• 12yearsoftears
  • concrete
Most great live albums, like their live show counterparts, cannot be contained in the length of a 75-minute CD, so most great live albums are broken into two parts. Hence the part two format, recalling last issue’s ode to the great live albums of the modern era. Last issue we explored ground-breaking live albums by eighties monsters Depeche Mode, U2 and Peter Gabriel — this week we veer off into smaller, gayer territory.

One of the challenges of doing a live album is to give your fans something new to hear instead of just slightly different or longer versions of the hits. That was done en masse in the nineties with MTV Unplugged albums by Nirvana, Mariah Carey, Natalie Merchant and many more and has since been done to death (and hopefully put to death). These next examples are three gay acts that managed to re-imagine the live album with classical flair, as only a queen can.

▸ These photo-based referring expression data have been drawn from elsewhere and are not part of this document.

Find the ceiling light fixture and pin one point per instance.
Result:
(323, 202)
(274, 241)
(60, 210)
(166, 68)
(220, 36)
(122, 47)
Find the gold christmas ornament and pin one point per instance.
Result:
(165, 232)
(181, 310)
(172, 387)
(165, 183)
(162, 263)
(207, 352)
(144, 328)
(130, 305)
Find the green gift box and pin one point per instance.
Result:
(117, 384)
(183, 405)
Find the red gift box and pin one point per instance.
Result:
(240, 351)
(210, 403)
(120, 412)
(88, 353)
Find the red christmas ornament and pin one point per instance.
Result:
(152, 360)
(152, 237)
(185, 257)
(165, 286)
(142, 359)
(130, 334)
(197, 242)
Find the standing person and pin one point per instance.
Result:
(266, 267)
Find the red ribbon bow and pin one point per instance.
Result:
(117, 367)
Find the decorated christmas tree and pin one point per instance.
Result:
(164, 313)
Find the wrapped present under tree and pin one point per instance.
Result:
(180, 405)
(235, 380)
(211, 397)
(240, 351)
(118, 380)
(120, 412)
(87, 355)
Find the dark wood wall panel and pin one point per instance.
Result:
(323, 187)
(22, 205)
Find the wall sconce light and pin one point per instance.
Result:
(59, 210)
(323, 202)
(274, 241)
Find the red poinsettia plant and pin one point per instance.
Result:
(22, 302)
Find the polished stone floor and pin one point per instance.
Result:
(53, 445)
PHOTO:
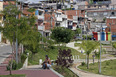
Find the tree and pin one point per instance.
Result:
(78, 31)
(64, 58)
(114, 45)
(62, 35)
(21, 28)
(97, 55)
(89, 46)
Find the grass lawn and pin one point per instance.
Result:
(108, 68)
(76, 44)
(64, 71)
(12, 75)
(52, 53)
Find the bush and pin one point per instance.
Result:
(107, 63)
(64, 58)
(19, 65)
(83, 63)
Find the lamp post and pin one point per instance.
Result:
(100, 51)
(16, 39)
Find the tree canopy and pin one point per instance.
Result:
(62, 35)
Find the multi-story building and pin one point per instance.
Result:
(98, 18)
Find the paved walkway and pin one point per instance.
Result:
(31, 71)
(82, 73)
(5, 51)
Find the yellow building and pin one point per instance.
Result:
(1, 17)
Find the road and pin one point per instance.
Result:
(5, 51)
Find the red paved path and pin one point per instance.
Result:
(29, 73)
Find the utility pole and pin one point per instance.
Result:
(100, 52)
(16, 39)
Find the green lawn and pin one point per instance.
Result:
(64, 71)
(108, 68)
(76, 44)
(52, 53)
(12, 76)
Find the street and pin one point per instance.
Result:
(5, 51)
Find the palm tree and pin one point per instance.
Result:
(97, 55)
(88, 47)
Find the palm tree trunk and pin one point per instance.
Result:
(11, 60)
(88, 61)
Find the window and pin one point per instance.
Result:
(105, 13)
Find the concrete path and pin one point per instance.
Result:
(71, 45)
(5, 51)
(30, 71)
(82, 73)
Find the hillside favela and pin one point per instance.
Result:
(57, 38)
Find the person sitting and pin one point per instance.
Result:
(46, 63)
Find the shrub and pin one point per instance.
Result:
(83, 63)
(107, 63)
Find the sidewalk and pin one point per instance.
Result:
(31, 71)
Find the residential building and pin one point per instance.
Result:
(98, 18)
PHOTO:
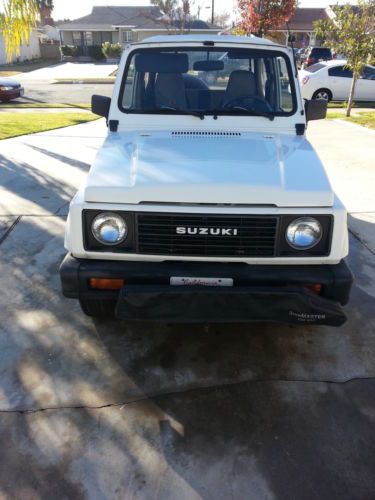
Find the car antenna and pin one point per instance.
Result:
(291, 40)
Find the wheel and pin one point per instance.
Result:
(323, 95)
(98, 308)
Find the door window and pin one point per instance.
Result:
(340, 71)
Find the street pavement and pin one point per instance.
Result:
(104, 409)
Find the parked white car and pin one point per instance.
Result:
(332, 80)
(206, 201)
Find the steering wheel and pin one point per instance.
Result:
(248, 103)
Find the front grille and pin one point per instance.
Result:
(244, 236)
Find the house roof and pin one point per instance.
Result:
(226, 39)
(106, 18)
(304, 18)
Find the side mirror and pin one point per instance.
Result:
(100, 105)
(316, 109)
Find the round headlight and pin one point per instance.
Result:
(109, 228)
(304, 233)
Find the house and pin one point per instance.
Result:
(123, 25)
(301, 25)
(28, 51)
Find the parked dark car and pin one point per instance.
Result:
(10, 89)
(317, 54)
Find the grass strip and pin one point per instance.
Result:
(14, 125)
(366, 119)
(42, 105)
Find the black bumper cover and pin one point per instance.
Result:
(260, 293)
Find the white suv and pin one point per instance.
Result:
(332, 80)
(206, 201)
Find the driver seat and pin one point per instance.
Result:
(241, 85)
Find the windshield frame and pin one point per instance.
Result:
(216, 48)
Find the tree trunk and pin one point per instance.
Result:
(351, 96)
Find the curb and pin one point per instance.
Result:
(77, 81)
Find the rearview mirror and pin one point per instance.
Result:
(316, 109)
(100, 105)
(208, 65)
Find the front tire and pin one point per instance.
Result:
(323, 95)
(98, 308)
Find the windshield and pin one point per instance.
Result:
(208, 81)
(315, 67)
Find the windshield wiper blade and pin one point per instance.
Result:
(244, 111)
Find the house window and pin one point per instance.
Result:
(77, 40)
(89, 39)
(126, 36)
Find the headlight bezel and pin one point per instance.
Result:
(321, 249)
(100, 221)
(90, 242)
(307, 221)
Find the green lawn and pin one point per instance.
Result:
(367, 119)
(15, 69)
(13, 125)
(358, 104)
(31, 105)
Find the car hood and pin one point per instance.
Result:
(208, 168)
(8, 82)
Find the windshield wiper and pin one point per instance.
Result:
(171, 110)
(243, 110)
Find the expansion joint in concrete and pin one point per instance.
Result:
(191, 390)
(10, 229)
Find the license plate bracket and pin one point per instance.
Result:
(197, 281)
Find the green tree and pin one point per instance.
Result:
(166, 6)
(352, 33)
(16, 23)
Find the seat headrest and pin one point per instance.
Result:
(170, 91)
(241, 84)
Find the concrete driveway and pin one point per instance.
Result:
(104, 409)
(68, 70)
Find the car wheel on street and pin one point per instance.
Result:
(98, 308)
(322, 95)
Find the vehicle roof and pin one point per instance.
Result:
(334, 62)
(250, 40)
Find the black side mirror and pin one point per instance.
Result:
(316, 109)
(100, 105)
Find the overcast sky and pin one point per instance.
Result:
(73, 9)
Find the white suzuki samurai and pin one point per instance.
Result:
(206, 202)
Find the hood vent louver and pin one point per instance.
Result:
(205, 134)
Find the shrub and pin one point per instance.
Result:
(95, 51)
(111, 50)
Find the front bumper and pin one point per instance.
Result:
(8, 95)
(276, 293)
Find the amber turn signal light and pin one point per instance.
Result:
(106, 284)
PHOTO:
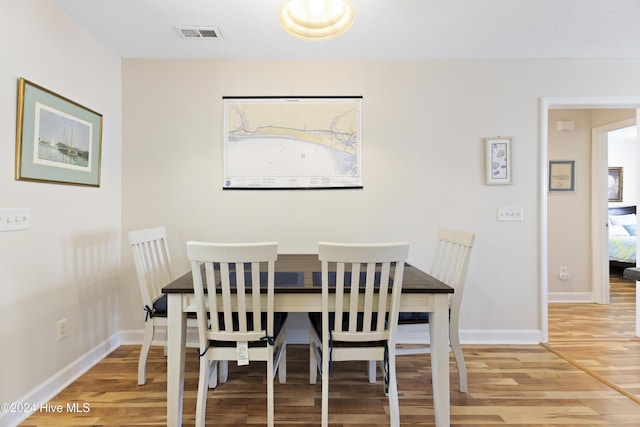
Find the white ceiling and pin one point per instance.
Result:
(383, 29)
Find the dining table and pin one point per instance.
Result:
(298, 290)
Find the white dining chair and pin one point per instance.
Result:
(153, 268)
(449, 265)
(234, 321)
(367, 281)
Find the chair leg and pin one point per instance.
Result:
(454, 340)
(203, 382)
(282, 365)
(394, 406)
(213, 375)
(270, 402)
(372, 371)
(223, 370)
(144, 351)
(325, 385)
(313, 360)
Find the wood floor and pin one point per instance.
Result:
(508, 385)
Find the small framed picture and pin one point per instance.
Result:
(498, 160)
(562, 175)
(58, 140)
(614, 184)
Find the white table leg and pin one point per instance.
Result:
(439, 335)
(176, 340)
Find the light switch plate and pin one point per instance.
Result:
(510, 214)
(12, 219)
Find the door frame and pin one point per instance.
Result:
(573, 103)
(599, 208)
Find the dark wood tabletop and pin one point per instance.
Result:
(308, 266)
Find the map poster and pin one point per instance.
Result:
(292, 143)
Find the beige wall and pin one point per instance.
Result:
(424, 124)
(569, 213)
(67, 264)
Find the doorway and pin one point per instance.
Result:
(599, 187)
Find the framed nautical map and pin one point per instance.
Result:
(57, 140)
(292, 143)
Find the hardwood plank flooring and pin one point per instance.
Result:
(601, 338)
(508, 385)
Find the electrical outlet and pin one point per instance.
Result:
(62, 328)
(510, 214)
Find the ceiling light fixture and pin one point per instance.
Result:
(316, 19)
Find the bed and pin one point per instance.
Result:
(622, 236)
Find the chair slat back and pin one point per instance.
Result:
(152, 262)
(451, 260)
(368, 285)
(232, 308)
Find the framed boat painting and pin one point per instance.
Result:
(57, 140)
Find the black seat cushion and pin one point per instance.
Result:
(412, 317)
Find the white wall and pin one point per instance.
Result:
(67, 264)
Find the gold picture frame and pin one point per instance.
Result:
(562, 175)
(614, 183)
(498, 161)
(57, 140)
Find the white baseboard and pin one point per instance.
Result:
(295, 335)
(585, 297)
(46, 391)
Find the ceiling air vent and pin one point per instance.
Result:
(202, 33)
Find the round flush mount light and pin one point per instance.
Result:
(316, 19)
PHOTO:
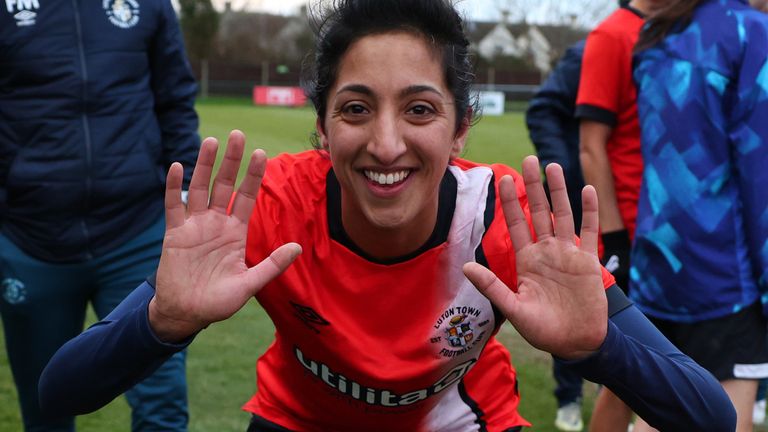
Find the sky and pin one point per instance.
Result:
(583, 13)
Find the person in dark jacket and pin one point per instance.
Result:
(554, 131)
(96, 101)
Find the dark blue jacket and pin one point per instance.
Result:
(96, 101)
(552, 127)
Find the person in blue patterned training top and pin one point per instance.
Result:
(700, 257)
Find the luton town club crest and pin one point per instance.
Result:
(122, 13)
(459, 331)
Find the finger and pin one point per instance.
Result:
(517, 224)
(271, 267)
(201, 178)
(537, 199)
(246, 193)
(492, 287)
(590, 222)
(174, 208)
(224, 184)
(561, 207)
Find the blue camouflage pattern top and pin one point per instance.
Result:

Back in late ’80s, power pop quartet The Bongos folded after two great albums leaving their third album, Phantom Train, unreleased and their lead singer, Richard Barone, nothing but one great live show previewing the new material to show for it. Richard released that live album—which is mostly him, his acoustic guitar, piano and strings—as Cool Blue Halo, which drew him even more new fans than his previous band and helped usher in the aforementioned Unplugged era. CBH was the perfect transitional CD for Richard; covering his hits with The Bongos; some of the unreleased Phantom Train tracks; great covers by TRex, Bowie and The Beatles; and one track that would be the standout on his first studio LP, “Primal Dream.” Both Phantom Train and Cool Blue Halo anniversary editions just hit stores last week.

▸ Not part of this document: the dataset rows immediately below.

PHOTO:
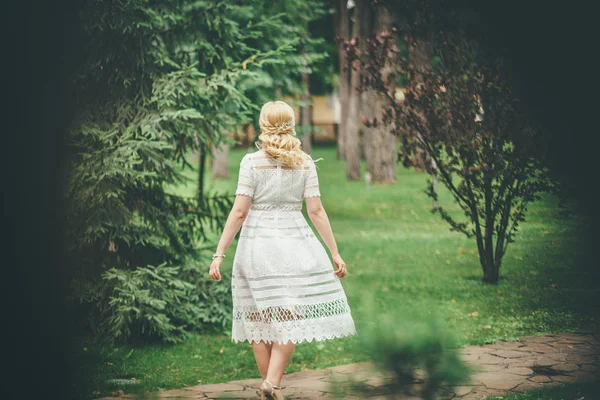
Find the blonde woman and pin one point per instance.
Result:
(284, 286)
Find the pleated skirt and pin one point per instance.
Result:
(284, 286)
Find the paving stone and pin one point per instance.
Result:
(563, 378)
(504, 367)
(509, 353)
(482, 376)
(506, 345)
(540, 379)
(376, 381)
(502, 384)
(546, 362)
(489, 359)
(492, 367)
(470, 357)
(310, 384)
(520, 371)
(537, 347)
(565, 367)
(460, 391)
(179, 394)
(581, 359)
(527, 386)
(475, 350)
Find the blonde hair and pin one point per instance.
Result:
(278, 135)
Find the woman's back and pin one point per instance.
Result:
(273, 186)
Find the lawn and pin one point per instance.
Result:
(400, 256)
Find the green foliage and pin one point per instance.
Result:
(161, 80)
(413, 349)
(462, 121)
(406, 258)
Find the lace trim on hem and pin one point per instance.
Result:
(351, 331)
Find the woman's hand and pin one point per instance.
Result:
(214, 269)
(340, 265)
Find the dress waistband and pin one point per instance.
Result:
(277, 207)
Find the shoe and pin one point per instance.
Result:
(268, 391)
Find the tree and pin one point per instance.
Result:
(342, 32)
(220, 164)
(379, 139)
(158, 83)
(351, 138)
(465, 115)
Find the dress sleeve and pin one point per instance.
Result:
(311, 186)
(245, 185)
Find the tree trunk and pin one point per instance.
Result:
(379, 142)
(420, 59)
(220, 165)
(305, 116)
(342, 30)
(202, 163)
(367, 97)
(353, 120)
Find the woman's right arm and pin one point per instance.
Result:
(318, 216)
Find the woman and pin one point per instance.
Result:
(284, 287)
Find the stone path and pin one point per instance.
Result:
(507, 367)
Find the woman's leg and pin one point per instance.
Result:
(262, 354)
(281, 355)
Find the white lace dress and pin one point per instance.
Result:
(283, 283)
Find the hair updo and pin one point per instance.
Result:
(278, 135)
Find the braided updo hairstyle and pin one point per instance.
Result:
(278, 136)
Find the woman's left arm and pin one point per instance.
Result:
(234, 222)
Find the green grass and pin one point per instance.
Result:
(401, 256)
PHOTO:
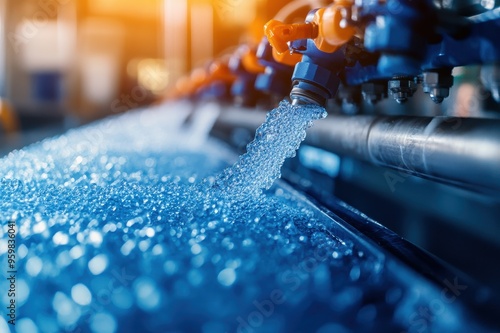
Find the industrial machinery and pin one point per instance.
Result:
(386, 220)
(413, 132)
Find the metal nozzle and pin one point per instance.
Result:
(301, 96)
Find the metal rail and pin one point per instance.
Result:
(459, 151)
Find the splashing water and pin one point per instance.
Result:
(277, 139)
(115, 234)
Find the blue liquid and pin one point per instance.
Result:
(122, 229)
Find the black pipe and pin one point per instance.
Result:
(460, 151)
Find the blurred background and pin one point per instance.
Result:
(66, 62)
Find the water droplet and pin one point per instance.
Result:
(98, 264)
(81, 294)
(227, 277)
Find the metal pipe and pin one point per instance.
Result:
(459, 151)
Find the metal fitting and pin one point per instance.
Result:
(374, 92)
(402, 88)
(437, 84)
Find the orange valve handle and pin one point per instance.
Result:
(279, 33)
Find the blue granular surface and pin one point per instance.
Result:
(123, 227)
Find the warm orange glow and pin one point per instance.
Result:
(133, 8)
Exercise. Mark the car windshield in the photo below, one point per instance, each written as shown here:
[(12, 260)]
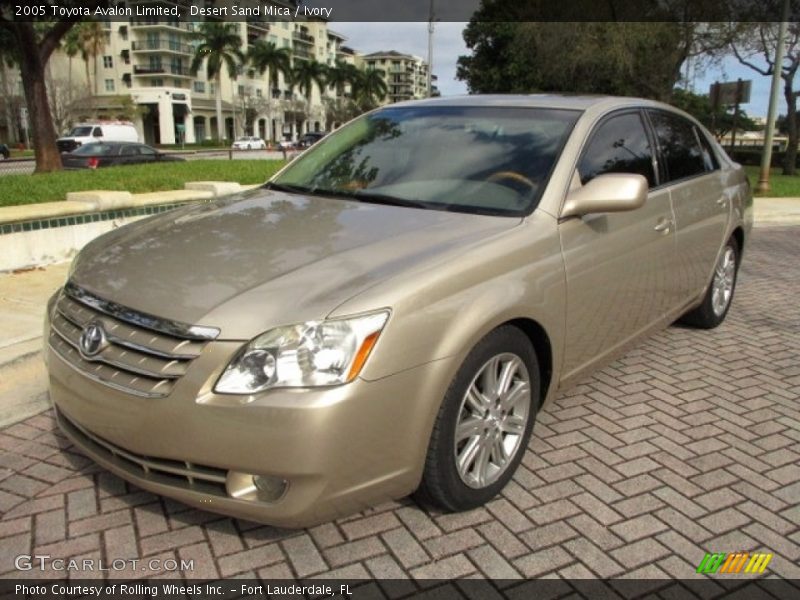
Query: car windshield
[(80, 132), (96, 150), (488, 160)]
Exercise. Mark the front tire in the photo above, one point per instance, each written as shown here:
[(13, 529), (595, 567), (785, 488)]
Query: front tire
[(719, 295), (484, 423)]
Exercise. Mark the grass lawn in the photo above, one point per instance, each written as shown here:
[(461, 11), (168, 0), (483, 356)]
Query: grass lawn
[(781, 186), (51, 187)]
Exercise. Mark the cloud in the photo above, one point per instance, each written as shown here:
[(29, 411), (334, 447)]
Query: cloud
[(412, 38)]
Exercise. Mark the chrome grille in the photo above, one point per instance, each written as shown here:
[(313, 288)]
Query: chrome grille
[(200, 478), (137, 359)]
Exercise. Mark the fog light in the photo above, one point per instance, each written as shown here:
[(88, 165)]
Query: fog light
[(255, 488), (270, 489)]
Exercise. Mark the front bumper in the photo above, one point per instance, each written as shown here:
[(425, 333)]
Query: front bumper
[(341, 449)]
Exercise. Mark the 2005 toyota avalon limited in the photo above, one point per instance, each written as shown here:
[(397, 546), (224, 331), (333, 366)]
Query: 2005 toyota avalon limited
[(391, 310)]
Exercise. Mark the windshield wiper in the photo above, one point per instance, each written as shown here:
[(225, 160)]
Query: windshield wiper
[(377, 198), (288, 187)]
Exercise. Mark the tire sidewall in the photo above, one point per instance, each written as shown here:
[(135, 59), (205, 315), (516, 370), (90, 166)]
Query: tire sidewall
[(459, 496)]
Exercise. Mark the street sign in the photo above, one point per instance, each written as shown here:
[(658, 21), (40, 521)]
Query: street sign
[(730, 93)]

Around the same time The Bongos were parting, Marc Almond was making his pink spotlight shine beyond the legendary Soft Cell. While Soft Cell had their moments of cabaret and camp, Marc turned it up to 11 when, after 6 hit-or-miss solo albums and 14 years combined in the industry, he released his dramatic live album and video, 12 Years of Tears. Pulling from his years with Soft Cell, his love of French and cabaret, and his two big pop solo albums, 12 Years feels like a Jacques Brel musical complete with Jacques Brel classics like “Jacky” (see Ab Fab) and “If You Go Away” (see Streisand and Sinatra), plus the best song ever about drag, “What Makes a Man a Man.”

And finally the mother of all big gay albums has to be Pet Shop Boys’ reimagining of their career with a live orchestra, Robbie Williams, Rufus Wainwright and The Art of Noise. If you saw them in concert this past month, you know nothing beats them in concert, so imagine them with this much power behind them. Concrete does what all of these mentioned releases do: embellish, enhance and strengthen your love for the originals, while making you equally appreciate the ones less familiar to your ear. Just like any good concert should.